Сижу на диване у подруги. Она лежит, будто выброшенная бурей на берег, — изнеможенная и недвижная. Смотрю на страдальческие складки на лбу, на бледную безжизненную кожу, на свесившуюся, слабую руку и мучаюсь бессилием дружбы. Я знаю, что причинило ей огорчение, но знаю, что не оно главное и что когда оно рассеется — встанет новое, а потом опять другое. А она мучается неприглядностью духа своего перед лицом дружбы и трогательно оправдывается передо мной:

«Это у меня от бессонной ночи. Надо было принять бром. Почитай мне что-нибудь. Я отдохну под чтение».

Да, конечно, можно почитать, и отвлечься на час, и принять бром, и заснуть… Но ведь я не чужая, — не для того ли дружба, чтоб бесстрашно смотреть в самое безнадежное? Да и где она? Разве есть что-нибудь безнадежнее, чтоб лежать вот так, выброшенной на берег! Но дружба научает сидеть терпеливо, научает осторожности в замечаниях и выводах. Иногда только отсутствие протеста, молчание несут облегчение другу. И я молчу.

«И потом, ты помни, — продолжает она утешать меня, — что теперь боль не бывает у меня такой острой, как прежде. Душа притупилась, я старею, и умирает способность страданья».

Я вспоминаю свои мысли о старости, и молчание прерывается.

«Это неверно, — говорю я. — Старость не тупость, а покорность, освобождение от всего ненужного»…

«То есть от способности чувствовать, думать, жить….» — говорит она с горечью.

«Не чувствовать и жить, а так жить, так чувствовать — жадно, цепко, для себя, — уже с гневом настаиваю я. — Старость — благословенна, естественна, кротка, и я от души желаю тебе ее как можно скорей!»

Она улыбается мне, но говорит устало: «И все-таки старость есть умиранье. И когда еще жива в душе память и тоска о сильном и ярком, а догорел самый огонь жизни, то…» — она умолкает.

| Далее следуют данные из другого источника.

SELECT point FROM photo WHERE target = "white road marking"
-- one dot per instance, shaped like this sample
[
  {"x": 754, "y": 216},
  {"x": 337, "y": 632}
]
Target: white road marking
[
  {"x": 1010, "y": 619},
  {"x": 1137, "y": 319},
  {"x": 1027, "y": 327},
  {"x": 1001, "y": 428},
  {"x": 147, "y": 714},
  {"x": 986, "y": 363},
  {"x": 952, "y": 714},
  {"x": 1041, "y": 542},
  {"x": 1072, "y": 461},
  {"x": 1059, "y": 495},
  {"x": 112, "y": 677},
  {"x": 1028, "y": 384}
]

Я почти плачу от неумения доказать, заразить своей верой.

«Ах, это не так! Это „сильное и яркое“, о чем ты сказала, ведь оно уж было, и теперь нужно другое! Пойми, что не ты стареешь, не душа твоя, а только разные миги, радости, желания; они, как цветы, осыпаются и сменяются другими… Ну вот миг, когда хочется влюбленности, при луне выбежать к гимназисту на свидание, или честолюбие, или даже боль личная, — это отмирает, а не ты!»

Говорю, как будто легко уж оттого, что не станет «страха старости», этого отравляющего, стерегущего нас чувства.

«Да, но уж в Италию тогда не собраться…» — говорит она, зная мою мечту.

«И это хорошо! Станет легче, когда погаснет горячка путешествий. Ну, разве тебе не хочется, чтобы все стало окончательнее, ближе к правде? Весело становится, проще — я на себе уже чувствую это. Отпадает любовь к изощренному, начинаешь ценить самые простые вещи: жалость, например, больше, чем остроумие, самую простую жалость, как у народа, как у детей…».